M. T-vo Tipo-Litografiya I. M. Mashistov. 1914, 70, (6), 32 p. Hardcover, 11.3 x 17.5 cm. Good condition, split block, dirty cover.



The Russian Photographic Society (RFO) is the largest creative union of professional and amateur photographers in the history of the Russian Empire.

The Russian Photographic Society was founded in 1894 in the city of Moscow. The main office was located in Kalashny Lane in the house of Princess E. F. Shakhovskaya. In 1896, the first congress of Russian photographers was held in Moscow. In 1898, the Russian Federal District moved to Popov Passage.

Until 1914, the society held three congresses of Russian figures in the photo department (1896, 1908, 1911).

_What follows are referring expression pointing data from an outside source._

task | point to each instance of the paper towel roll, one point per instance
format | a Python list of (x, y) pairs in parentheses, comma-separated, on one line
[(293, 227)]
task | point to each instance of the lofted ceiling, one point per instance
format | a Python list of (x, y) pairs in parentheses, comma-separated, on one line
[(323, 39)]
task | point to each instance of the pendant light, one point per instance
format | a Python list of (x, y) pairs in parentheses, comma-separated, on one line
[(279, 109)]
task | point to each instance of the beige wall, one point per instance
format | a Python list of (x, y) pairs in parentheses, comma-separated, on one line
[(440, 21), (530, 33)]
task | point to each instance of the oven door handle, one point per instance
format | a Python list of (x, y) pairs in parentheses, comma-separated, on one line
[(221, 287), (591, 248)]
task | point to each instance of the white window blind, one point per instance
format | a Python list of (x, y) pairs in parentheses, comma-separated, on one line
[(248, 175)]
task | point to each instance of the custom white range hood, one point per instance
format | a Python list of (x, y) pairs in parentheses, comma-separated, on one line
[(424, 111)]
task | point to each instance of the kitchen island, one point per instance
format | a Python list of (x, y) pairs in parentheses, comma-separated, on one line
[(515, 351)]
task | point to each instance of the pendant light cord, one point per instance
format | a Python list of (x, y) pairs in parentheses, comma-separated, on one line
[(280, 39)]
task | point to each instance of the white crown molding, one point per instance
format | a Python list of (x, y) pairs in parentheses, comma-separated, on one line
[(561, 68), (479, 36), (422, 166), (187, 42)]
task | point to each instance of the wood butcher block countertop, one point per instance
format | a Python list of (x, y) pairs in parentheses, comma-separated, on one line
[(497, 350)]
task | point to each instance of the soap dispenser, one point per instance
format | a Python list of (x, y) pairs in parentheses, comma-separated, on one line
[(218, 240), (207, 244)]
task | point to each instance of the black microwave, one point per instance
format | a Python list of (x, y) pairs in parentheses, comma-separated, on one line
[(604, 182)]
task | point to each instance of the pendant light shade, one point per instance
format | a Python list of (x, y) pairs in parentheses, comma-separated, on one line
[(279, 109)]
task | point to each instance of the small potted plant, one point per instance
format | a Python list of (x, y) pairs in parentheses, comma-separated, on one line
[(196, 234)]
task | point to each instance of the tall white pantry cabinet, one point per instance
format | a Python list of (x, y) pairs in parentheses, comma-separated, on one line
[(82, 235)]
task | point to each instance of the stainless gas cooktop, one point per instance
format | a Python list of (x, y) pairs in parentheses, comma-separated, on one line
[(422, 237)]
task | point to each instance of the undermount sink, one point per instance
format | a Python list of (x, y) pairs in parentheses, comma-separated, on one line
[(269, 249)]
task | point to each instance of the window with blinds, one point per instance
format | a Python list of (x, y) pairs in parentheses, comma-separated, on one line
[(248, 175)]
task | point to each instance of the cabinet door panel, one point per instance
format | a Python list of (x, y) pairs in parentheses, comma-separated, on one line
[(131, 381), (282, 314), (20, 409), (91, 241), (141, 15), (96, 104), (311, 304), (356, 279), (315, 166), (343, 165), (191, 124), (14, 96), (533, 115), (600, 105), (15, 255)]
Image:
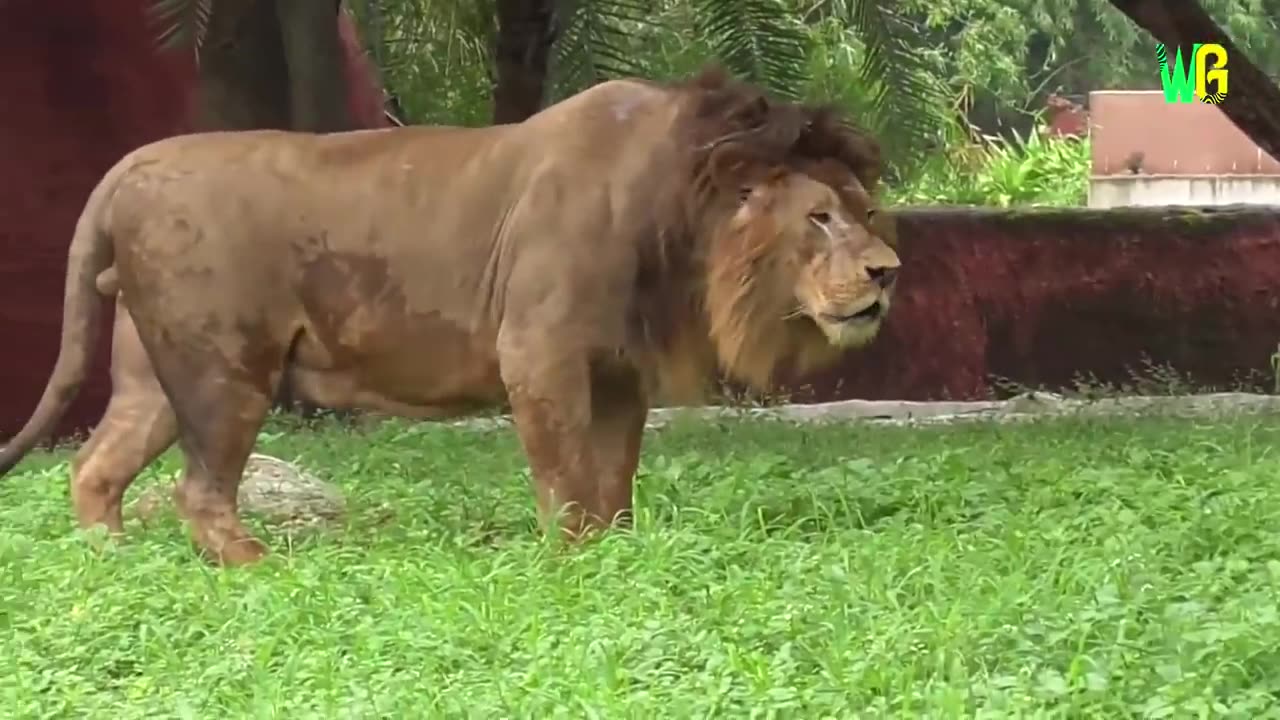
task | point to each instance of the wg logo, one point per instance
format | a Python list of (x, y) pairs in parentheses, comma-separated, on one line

After the October revolution of 1917, the main backbone of the organization was made up of Muscovites and residents of the Moscow province, including N. P. Andreev, A.D. Grinberg, Yu. P. Eremin, S. K. Ivanov-Alliluyev, N. I. Svishchov, Z. Z. Vinogradov, V. I. Ulitin, P. V. Klepikov, K. V. Chibisov, B. P. Podluzsky, A.V. Donde.

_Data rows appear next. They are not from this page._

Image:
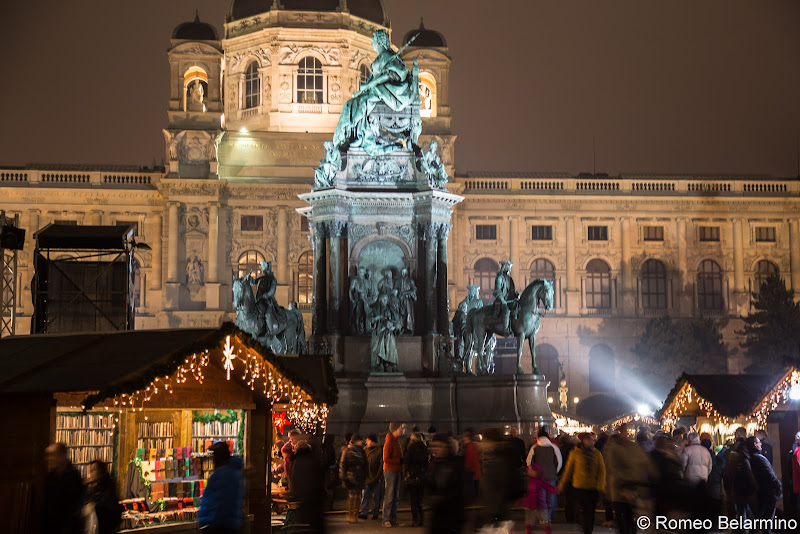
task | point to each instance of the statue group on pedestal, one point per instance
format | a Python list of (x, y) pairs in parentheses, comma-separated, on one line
[(511, 314), (259, 314), (383, 310)]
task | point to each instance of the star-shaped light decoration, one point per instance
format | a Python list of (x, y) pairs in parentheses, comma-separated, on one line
[(227, 353)]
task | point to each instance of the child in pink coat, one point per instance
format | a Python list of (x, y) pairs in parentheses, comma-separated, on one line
[(535, 501)]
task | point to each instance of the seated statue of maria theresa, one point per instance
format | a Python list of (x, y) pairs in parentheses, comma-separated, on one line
[(390, 88)]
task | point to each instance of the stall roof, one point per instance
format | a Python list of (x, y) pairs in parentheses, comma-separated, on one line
[(731, 395), (47, 363), (66, 236)]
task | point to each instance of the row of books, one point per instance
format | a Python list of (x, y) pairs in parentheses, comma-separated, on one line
[(215, 428), (178, 453), (155, 443), (84, 455), (70, 438), (203, 445), (85, 422)]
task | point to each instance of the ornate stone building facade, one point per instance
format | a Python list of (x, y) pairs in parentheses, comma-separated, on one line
[(248, 115)]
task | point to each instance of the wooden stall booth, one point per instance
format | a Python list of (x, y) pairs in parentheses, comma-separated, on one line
[(149, 404)]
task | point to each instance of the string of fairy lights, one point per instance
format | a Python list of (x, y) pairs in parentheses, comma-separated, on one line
[(257, 373), (788, 387)]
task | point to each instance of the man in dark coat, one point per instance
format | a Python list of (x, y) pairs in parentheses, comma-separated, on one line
[(63, 493), (446, 487)]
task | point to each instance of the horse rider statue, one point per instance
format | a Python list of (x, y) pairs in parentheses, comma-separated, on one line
[(506, 296)]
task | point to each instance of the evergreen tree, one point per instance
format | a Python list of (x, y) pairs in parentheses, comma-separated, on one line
[(669, 347), (772, 330)]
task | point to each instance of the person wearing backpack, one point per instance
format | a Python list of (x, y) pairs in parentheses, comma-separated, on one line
[(769, 487), (740, 483)]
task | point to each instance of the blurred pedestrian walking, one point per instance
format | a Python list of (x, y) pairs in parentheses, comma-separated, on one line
[(586, 472), (353, 474), (415, 472)]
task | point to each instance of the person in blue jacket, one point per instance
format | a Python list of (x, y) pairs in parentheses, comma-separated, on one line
[(223, 499)]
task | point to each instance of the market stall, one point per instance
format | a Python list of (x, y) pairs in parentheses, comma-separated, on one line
[(150, 403)]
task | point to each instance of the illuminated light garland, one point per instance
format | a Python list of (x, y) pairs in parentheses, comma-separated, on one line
[(778, 395), (257, 372)]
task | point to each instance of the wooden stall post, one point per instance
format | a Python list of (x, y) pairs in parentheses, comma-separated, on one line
[(259, 449)]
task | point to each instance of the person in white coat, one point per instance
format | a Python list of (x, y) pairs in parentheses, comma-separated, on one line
[(697, 461)]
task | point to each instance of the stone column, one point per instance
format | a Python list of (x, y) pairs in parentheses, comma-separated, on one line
[(683, 289), (172, 301), (513, 241), (213, 242), (794, 254), (172, 243), (337, 232), (155, 244), (282, 291), (430, 237), (628, 295), (214, 300), (573, 292), (320, 299), (442, 305)]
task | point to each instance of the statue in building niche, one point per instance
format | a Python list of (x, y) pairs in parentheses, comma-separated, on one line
[(259, 314), (389, 83), (510, 315)]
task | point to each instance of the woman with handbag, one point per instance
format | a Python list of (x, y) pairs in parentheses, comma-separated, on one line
[(415, 472)]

The company not only did not have any financial support from outside, but also lost almost all of its property during the nationalization. In the period from 1917 to 1922, the Russian Federation practically lost the opportunity to help young talents, and many of them were never able to open up. Those masterpieces that were not put on hand-rolled cigarettes and did not go into the pockets of the Bolsheviks, arrived in 1922 at the State Historical Museum. With great efforts, photography enthusiasts managed to get the Soviet government to restore the status of an independent organization under the State Academy of Art Sciences (at that time, only 180 people remained in the Russian Federation).

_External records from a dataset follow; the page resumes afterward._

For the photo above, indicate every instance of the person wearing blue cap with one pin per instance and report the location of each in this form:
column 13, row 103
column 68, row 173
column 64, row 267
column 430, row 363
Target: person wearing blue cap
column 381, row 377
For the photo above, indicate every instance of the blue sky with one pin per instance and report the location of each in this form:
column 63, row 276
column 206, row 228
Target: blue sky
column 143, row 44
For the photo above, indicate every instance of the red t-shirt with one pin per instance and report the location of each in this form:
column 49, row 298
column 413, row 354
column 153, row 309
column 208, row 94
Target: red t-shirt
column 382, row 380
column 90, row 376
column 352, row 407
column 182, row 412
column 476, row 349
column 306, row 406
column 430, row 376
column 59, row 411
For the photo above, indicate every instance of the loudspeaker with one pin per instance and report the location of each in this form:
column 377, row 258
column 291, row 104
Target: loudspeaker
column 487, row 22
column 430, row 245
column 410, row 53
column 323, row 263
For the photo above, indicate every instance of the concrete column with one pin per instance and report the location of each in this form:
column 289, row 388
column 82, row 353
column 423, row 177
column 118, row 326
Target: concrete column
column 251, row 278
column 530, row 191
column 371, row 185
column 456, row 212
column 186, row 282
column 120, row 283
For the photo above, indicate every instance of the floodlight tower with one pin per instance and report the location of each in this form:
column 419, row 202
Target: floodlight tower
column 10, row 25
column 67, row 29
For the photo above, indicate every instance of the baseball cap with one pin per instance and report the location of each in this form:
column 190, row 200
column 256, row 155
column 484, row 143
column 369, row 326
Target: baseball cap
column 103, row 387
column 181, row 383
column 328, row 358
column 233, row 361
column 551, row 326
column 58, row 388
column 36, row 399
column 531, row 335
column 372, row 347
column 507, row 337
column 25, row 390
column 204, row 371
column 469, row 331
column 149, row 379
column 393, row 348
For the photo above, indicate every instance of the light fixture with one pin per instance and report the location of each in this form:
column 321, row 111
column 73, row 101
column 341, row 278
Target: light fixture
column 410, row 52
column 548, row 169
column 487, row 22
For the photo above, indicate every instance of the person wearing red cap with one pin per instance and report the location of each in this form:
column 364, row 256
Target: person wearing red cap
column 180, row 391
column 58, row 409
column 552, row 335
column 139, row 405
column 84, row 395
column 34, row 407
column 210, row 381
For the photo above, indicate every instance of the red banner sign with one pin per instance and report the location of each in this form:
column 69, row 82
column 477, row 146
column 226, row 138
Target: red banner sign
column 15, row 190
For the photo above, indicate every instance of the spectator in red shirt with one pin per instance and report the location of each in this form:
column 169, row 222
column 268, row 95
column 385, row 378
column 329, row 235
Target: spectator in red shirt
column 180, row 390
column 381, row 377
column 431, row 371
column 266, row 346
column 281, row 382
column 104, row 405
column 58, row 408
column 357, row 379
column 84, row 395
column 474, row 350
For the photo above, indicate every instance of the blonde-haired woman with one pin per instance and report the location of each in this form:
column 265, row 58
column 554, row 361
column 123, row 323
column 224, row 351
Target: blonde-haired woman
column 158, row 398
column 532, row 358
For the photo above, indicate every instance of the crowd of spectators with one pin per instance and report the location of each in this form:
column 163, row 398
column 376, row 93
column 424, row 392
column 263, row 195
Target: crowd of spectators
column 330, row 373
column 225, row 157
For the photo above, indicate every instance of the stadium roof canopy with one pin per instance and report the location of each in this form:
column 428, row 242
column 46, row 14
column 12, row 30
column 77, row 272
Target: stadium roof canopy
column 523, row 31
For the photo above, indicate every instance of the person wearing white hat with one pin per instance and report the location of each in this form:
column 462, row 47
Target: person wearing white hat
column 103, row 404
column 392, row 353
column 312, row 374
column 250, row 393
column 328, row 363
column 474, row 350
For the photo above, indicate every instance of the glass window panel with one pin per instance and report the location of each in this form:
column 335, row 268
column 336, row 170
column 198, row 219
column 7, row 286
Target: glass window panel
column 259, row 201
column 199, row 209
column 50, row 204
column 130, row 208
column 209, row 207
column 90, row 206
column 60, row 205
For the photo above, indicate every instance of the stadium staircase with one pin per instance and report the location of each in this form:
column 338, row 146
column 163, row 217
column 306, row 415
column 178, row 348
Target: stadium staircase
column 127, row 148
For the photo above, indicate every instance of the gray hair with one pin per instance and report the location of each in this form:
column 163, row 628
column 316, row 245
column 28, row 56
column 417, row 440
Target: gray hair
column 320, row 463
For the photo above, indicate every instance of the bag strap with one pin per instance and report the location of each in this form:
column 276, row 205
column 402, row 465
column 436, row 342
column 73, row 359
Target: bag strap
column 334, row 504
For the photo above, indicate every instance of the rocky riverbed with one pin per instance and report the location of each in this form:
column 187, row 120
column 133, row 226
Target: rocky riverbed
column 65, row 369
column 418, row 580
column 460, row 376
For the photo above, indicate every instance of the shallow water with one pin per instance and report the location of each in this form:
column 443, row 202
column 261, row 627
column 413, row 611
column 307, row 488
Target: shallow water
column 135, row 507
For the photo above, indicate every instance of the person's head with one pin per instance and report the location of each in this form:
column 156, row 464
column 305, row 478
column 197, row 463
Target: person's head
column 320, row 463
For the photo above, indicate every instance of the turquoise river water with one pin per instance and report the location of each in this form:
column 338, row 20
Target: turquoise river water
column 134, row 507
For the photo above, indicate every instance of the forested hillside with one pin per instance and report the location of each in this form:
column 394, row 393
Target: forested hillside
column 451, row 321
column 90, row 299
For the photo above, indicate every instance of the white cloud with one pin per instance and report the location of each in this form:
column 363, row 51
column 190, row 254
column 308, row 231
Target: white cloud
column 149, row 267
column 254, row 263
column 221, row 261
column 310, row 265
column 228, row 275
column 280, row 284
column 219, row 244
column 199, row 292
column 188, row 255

In 1928, the board of the RFO made an attempt to spread the organization's activities throughout the Russian Soviet Federative Socialist Republic. In February of the same year, a few months before the reorganization of the RFD into the VFO, the VTSIK and the SNK of the USSR issued a decree "On Approval of the Regulations on companies and Unions that do not pursue profit-making purposes". The instructions of the NKVD ordered the All-Russian Photographic organization to submit a request for re-registration no later than February 1, 1929. The Board of the VFO submitted all the necessary documents in a timely manner, but did not receive a response from the security officers. The reason for the silence of the NKVD is explained by a devastating ten-page article in the "Soviet Photographic Almanac" for 1929. The Board of the VFO, due to all these circumstances, was left with no choice but to dissolve itself. In 1930, the organization ceased to exist, and its place was taken by the builders of communism, who almost always preferred the ideological component of the artistic component.